Jesse’s Journal »

 GT Archives »

 
The Book Nook
by Jesse Monteagudo

SOME DANCE TO REMEMBER: A MEMOIR-NOVEL OF SAN FRANCISCO

Jack Fritscher is a novelist, journalist, photographer, videographer, playwright, screenwriter, tenured university professor, arts critic and pop culture historian who specializes in American literature, creative writing, criticism, American pop culture and masculine-identified, gay pop culture. During much of the 1970's Fritscher edited Drummer, perhaps the most important and influential gay publication to come out of San Francisco’s Gay Golden Age (1970-1982). Fritscher is also the author of the leathersex classic Leather Blues, several volumes of gayrotic short stories - Alyson Books’ anthology Jacked features the best of these - and an acclaimed biography of his friend and lover, the late photographer Robert Mapplethorpe.

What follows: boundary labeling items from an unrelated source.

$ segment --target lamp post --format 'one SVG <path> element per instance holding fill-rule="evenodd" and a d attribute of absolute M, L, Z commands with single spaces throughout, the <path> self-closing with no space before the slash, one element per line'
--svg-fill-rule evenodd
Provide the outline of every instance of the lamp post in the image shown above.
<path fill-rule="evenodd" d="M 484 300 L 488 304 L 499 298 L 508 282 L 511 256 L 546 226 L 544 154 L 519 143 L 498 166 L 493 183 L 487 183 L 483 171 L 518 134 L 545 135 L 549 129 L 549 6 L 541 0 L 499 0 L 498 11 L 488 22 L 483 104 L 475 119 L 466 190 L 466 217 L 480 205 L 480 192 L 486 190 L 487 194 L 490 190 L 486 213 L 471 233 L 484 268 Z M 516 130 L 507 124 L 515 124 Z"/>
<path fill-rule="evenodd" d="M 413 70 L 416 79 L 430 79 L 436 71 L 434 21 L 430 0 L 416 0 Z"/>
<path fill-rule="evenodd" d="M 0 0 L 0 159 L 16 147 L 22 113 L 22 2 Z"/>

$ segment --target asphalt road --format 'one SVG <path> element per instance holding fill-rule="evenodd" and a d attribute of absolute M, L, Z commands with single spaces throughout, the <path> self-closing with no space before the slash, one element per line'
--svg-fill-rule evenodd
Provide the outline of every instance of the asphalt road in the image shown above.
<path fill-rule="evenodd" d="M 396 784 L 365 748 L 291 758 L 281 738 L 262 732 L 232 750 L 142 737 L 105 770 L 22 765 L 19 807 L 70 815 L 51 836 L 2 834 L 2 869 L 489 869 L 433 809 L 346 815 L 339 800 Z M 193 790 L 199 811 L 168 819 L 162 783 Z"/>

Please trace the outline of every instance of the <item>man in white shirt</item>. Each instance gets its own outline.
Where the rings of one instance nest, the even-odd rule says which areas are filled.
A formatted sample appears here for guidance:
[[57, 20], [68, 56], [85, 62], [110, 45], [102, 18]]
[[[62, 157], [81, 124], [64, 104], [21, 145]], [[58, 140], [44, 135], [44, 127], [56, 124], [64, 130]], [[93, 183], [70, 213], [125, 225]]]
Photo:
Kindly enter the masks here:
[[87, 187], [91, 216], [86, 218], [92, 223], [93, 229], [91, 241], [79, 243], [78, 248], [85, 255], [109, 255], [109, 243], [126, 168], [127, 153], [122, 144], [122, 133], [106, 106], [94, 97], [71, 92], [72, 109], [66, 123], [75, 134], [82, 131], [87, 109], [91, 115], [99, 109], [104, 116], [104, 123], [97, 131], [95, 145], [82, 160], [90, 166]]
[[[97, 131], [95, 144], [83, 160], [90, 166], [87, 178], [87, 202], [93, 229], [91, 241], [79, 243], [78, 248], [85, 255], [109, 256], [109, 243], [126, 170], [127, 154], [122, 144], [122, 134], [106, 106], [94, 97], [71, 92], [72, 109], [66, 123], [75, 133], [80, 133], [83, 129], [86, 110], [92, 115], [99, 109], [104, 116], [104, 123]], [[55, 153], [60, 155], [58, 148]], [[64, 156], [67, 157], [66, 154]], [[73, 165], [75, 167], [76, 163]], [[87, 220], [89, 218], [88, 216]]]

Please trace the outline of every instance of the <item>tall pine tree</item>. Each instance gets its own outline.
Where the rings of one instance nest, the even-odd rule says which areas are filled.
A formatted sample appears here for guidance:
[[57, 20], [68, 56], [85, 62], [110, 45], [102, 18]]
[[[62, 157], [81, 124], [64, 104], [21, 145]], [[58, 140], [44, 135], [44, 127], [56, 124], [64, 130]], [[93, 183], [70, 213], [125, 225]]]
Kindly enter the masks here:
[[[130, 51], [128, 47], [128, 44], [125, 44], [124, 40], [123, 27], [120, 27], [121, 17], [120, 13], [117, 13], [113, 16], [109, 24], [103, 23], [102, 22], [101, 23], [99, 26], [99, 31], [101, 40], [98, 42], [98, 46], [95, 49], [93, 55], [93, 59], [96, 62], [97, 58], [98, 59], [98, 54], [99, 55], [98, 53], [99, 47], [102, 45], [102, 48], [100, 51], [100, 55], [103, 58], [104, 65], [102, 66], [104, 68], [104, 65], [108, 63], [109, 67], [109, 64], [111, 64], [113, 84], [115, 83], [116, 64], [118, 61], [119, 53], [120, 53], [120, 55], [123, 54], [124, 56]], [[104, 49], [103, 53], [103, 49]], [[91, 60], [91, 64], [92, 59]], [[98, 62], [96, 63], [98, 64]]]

Certainly a writer as prolific as Jack Fritscher could not be pigeonholed in any category. Two of his most important books, now back in print, indicate the scope of this man’s mind. Popular Witchcraft: Straight from the Witch’s Mouth, first published in 1972, was the first book of its kind to show the link between witchcraft and racial, gender, and sexual liberation. In this book Fritscher, himself an ordained (though excommunicated) exorcist, writes about the evil eye, the queer eye, grimoires, priapic magic, Satanism and New Age self-help. Popular Witchcraft also features Fritscher’s interview with the late Anton Szandor LaVey, the founder of the Church of Satan. This second edition has the Fritscher/LaVey interview in full, as well as other choice bits that were censored out of the first edition. Being as we are in a new age of censorship, this new edition of Fritscher’s Popular Witchcraft has come to us right in the nick of time.

Popular histories of gay life in the 1970's, like the recently-released documentary, Gay Sex in the 70s, make New York City the center of the gay world. Those who survived San Francisco’s Gay Golden Age (1970-1982), like Jack Fritscher, know better. Some Dance To Remember: A Memoir-Novel of San Francisco, 1970-1982, first published in 1990, is Fritscher’s tribute to this amazing time. Those who only know Gavin Newsom’s yuppified San Francisco should read Fritscher’s riveting account of gay gyms, leatherbars and sex clubs in the pre-AIDS Castro and South of Market neighborhoods. The cast of characters is as big as all San Francisco, and include a drop-dead gorgeous blond bodybuilder, a madcap gonzo writer, an erotic video mogul, a fabulous cabaret chanteuse and a Hollywood bitch TV producer, just to name a few. As if that wasn’t enough, real life characters like Harvey Milk, George Moscone, Dan White and Dianne Feinstein take their turns within Fritscher’s pages. At 438 pages, Some Dance To Remember is nothing less than an epic, which is probably why The Advocate called it “the gay Gone With the Wind.”

KINGS IN THEIR CASTLES: PHOTOGRAPHS of QUEER MEN AT HOME by Tom Atwood, Foreword by Charles Kaiser; University of Wisconsin Press, 92 pages; $35.

Who would have thought that so many good books would come out of the University of Wisconsin Press? The publisher of the new edition of Jack Fritscher’s Popular Witchcraft is also responsible for this interesting and unique photo collection. Arguing that “gay men are actually more interesting with their clothes on,” photographer Tom Atwood captured an assortment of gay artists, authors, musicians and designers, fully clothed, in the familiar surroundings of their homes. Among the dignitaries (and their homes) who appear in Kings In Their Castles are novelist Michael Cunningham, composer Ned Rorem, film maker John Waters and even Hedda Lettuce! Charles Kaiser, author of The Gay Metropolis, puts all of this into perspective with his very incisive foreword.